Treatment usually begins conservatively, with warm compresses, synthetic tears and topical treatment with antibiotics and cortisone. If the swelling does not go away after the inflammation has subsided, surgery is recommended.
SYMPTOM: No more tears
If your eyes feel dry, you often feel burning or "sandy" and your vision is blurred, coming back as soon as you close and open your eyes, then you have dry eyes, a symptom that depends on many pathological or non-pathological conditions. Long hours of computer use, lack of humidity in the atmosphere of the house (e.g. in winter because of the use of heating), the use of certain drugs, such as antidepressants, hormonal disorders, insomnia, old age, but also underlying diseases and syndromes, such as Sjögren's syndrome, affect the function of the lacrimal glands. Only an ophthalmologist, through a special examination, can assess the symptoms of dry eye and suggest the use of synthetic tears or recommend further examinations and consideration by doctors of other specialties.
SYMPTOM: Blurred vision
When not due to dry eye, diagnosed myopia or other refractive error (hyperopia, presbyopia, etc.), and especially when it occurs suddenly, blurred vision is a symptom that should lead you urgently to your ophthalmologist.
SYMPTOM: Severe pain
In addition to eye injury, which requires immediate treatment and emergency transport to the nearest hospital on duty, a sudden, unfamiliar eye pain should take you to the ophthalmologist, as it may involve eye or non-ophthalmic diseases: from glaucoma to optic sinusitis and multiple sclerosis. The most common cause of severe eye pain, however, is not related to eye disease, but to migraine, as it is one of the symptoms reported by patients with migraine attacks.

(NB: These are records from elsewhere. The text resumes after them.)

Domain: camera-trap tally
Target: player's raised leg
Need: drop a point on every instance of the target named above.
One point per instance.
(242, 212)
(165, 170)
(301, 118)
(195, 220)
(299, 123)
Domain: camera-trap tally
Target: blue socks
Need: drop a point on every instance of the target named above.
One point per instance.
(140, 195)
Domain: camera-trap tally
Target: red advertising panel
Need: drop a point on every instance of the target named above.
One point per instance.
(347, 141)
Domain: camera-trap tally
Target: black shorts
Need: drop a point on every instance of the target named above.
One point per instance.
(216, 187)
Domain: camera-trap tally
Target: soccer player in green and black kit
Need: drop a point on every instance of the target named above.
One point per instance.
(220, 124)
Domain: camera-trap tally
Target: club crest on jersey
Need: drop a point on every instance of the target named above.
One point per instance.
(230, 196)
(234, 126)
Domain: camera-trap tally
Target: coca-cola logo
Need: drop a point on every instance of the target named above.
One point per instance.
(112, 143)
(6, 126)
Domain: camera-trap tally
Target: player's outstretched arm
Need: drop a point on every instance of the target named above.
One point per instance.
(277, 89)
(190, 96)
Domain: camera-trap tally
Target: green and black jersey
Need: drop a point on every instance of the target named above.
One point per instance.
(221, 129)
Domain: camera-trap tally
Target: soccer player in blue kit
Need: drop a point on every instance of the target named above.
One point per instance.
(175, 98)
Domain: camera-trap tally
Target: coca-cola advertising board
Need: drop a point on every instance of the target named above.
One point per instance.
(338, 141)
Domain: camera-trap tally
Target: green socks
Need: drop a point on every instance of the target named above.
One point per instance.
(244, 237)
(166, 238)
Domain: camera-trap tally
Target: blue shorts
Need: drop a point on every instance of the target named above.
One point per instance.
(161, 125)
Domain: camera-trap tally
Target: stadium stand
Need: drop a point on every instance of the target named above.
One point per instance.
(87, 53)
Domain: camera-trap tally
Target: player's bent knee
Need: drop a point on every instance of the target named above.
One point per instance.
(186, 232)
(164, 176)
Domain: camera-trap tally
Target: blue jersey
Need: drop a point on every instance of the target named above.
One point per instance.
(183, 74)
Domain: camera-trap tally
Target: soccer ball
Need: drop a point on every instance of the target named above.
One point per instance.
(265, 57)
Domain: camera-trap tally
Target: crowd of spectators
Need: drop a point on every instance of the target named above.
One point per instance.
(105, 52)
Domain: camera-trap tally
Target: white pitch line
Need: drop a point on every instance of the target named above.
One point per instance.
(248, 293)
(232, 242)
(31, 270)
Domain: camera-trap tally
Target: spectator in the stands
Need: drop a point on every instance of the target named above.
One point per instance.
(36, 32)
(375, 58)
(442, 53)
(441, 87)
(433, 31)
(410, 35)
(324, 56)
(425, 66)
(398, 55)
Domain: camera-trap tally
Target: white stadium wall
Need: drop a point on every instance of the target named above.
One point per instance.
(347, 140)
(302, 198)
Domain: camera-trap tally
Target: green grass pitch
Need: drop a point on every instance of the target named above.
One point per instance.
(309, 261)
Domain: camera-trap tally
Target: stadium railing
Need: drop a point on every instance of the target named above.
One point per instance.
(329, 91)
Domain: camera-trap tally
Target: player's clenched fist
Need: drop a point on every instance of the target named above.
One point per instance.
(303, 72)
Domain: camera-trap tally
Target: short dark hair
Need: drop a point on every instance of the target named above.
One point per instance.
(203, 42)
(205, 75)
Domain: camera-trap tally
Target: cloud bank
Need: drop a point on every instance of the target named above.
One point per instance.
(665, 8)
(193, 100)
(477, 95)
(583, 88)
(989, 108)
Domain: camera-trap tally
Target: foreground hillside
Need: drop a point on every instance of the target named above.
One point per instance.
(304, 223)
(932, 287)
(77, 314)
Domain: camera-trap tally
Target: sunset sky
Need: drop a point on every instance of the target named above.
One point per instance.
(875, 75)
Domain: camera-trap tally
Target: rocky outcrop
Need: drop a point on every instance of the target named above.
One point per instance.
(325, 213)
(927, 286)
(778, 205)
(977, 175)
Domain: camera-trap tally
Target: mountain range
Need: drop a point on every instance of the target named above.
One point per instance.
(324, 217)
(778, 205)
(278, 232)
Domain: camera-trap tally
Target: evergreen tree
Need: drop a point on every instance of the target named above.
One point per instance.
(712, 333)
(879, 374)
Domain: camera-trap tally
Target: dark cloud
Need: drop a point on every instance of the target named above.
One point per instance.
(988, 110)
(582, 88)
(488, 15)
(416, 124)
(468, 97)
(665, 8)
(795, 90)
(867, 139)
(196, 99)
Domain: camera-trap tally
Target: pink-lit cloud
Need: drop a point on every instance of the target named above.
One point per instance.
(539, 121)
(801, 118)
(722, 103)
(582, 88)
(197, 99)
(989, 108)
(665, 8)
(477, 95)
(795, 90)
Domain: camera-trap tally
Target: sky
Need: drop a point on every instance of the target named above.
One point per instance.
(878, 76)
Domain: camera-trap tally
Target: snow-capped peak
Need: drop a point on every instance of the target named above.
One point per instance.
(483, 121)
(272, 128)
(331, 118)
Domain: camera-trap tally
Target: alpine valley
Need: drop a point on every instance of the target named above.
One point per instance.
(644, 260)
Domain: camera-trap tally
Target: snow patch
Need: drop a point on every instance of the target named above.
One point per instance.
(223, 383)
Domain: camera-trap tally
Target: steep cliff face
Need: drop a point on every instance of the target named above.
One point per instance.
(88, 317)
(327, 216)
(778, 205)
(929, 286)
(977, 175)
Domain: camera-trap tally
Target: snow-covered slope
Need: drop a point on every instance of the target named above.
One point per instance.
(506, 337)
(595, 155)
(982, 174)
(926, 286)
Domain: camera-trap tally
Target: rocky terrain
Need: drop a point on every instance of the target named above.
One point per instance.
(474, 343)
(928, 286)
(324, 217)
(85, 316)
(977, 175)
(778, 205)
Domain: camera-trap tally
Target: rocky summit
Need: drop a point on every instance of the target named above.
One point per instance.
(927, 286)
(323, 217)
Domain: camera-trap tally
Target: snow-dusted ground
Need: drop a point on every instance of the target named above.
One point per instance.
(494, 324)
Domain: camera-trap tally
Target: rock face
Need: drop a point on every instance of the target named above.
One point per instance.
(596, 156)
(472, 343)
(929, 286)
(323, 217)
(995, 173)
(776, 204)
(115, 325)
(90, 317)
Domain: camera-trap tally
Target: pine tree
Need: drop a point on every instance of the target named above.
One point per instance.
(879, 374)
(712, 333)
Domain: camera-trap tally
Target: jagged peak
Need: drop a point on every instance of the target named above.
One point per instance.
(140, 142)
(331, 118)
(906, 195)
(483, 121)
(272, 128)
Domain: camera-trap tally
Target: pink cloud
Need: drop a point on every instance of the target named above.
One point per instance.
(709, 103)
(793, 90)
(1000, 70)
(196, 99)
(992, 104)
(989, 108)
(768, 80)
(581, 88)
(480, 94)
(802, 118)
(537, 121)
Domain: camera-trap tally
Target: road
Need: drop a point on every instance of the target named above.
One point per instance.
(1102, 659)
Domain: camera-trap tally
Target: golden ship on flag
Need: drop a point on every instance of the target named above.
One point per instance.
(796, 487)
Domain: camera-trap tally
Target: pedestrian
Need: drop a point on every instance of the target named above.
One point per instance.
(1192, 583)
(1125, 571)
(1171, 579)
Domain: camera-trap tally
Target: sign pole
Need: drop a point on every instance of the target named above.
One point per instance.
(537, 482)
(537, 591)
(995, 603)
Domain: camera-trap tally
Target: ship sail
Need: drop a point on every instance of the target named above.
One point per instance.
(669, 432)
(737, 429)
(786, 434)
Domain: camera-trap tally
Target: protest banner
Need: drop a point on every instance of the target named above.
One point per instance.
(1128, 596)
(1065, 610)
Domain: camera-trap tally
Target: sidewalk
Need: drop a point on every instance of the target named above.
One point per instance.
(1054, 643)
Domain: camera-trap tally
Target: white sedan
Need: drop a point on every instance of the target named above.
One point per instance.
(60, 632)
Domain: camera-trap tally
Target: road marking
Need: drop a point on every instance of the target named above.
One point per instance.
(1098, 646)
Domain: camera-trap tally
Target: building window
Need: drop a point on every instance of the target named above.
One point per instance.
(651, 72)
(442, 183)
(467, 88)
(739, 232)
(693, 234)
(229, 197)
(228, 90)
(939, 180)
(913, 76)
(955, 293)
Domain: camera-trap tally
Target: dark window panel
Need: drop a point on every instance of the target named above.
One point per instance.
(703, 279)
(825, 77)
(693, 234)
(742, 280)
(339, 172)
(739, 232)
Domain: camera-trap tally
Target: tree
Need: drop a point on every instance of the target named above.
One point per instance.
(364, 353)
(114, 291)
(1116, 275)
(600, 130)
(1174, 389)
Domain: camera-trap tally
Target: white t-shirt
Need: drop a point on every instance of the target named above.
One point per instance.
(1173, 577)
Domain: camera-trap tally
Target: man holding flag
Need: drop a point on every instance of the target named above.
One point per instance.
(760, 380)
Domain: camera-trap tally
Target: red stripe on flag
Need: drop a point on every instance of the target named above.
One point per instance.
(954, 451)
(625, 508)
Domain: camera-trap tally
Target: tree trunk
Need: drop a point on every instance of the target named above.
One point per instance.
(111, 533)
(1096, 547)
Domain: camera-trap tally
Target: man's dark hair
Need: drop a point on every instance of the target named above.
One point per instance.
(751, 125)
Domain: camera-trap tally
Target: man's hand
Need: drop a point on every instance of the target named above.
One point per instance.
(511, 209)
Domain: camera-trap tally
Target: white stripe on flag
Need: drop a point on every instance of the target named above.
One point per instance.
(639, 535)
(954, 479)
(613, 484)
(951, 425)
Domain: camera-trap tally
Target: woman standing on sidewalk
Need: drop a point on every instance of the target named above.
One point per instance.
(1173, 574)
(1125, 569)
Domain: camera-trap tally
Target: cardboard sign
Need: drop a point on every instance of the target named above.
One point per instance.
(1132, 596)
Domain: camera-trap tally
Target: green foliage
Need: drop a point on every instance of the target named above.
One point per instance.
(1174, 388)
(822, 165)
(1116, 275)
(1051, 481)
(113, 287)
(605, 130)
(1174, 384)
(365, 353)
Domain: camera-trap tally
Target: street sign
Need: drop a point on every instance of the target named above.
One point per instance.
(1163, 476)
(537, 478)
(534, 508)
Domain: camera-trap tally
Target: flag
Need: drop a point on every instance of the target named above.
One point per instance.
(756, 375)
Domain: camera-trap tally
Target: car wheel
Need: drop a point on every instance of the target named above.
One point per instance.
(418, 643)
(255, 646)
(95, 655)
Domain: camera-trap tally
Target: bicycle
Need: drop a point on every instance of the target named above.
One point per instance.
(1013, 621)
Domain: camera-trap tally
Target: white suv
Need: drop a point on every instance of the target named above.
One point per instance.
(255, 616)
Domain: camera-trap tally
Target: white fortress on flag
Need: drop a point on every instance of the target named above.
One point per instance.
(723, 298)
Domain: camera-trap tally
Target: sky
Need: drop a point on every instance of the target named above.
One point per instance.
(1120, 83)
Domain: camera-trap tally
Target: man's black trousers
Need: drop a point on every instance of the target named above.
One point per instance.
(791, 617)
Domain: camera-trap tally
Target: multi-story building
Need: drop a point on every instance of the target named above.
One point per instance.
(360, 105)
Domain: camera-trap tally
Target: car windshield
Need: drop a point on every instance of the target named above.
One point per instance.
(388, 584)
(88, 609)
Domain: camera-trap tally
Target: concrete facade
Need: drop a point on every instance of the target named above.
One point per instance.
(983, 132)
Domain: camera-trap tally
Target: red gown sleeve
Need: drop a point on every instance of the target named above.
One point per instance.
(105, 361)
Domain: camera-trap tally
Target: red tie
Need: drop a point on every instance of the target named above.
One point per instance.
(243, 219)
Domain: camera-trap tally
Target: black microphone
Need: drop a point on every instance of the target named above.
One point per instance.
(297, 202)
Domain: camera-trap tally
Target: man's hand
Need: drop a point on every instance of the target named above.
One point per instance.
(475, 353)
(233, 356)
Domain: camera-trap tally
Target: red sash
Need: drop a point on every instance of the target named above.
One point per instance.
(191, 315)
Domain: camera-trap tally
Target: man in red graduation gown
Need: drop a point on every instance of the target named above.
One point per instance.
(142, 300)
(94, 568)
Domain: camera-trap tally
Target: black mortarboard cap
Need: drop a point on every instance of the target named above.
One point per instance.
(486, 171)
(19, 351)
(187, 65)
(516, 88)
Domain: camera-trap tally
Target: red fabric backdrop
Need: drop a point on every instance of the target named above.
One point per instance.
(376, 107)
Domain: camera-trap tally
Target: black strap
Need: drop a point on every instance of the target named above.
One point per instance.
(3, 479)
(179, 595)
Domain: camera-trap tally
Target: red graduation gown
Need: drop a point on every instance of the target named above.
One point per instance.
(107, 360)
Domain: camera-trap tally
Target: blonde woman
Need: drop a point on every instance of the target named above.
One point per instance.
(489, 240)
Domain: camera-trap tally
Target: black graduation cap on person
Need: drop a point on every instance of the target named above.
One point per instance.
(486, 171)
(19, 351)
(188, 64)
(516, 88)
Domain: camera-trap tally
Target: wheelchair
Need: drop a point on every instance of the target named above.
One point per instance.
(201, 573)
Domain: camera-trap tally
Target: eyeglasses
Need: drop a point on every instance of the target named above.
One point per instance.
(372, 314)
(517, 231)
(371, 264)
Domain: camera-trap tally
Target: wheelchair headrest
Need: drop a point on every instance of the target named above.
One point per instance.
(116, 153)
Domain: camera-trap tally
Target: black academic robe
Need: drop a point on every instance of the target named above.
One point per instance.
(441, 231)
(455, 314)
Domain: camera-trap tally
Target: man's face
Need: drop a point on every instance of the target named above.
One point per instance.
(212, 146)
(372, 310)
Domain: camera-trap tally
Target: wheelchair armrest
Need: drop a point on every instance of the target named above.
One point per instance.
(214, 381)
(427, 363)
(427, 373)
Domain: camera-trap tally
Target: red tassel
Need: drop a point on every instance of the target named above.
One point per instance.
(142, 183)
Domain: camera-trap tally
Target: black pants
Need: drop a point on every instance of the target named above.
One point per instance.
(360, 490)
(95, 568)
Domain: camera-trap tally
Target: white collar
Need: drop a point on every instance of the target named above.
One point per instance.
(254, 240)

SYMPTOM: "Lightning" and flash
Abrupt short flashes reminiscent of the camera flash, when followed by the sudden appearance of shadows or dark spots in the field of vision, should lead the patient immediately to the ophthalmologist, as it may be due to retinal detachment, an emergency condition that requires immediate treatment.
Foods that are good for the eyes
Dark leafy vegetables, such as kale and spinach, contain essential nutrients such as carotenoids, lutein and zeaxanthin, which are found in high concentrations in the macula, in the center of the retina. Carrots are rich in vitamin A, which is necessary to fight dry eyes and maintain good eyesight, while preventing cataracts. Green peppers (just one cup provides 100% of the recommended daily allowance of vitamins A and C) prevent age-related macular degeneration. Finally, at the pharmacy, with the help of the pharmacist, you will find a wide variety of nutritional supplements for healthy eyes!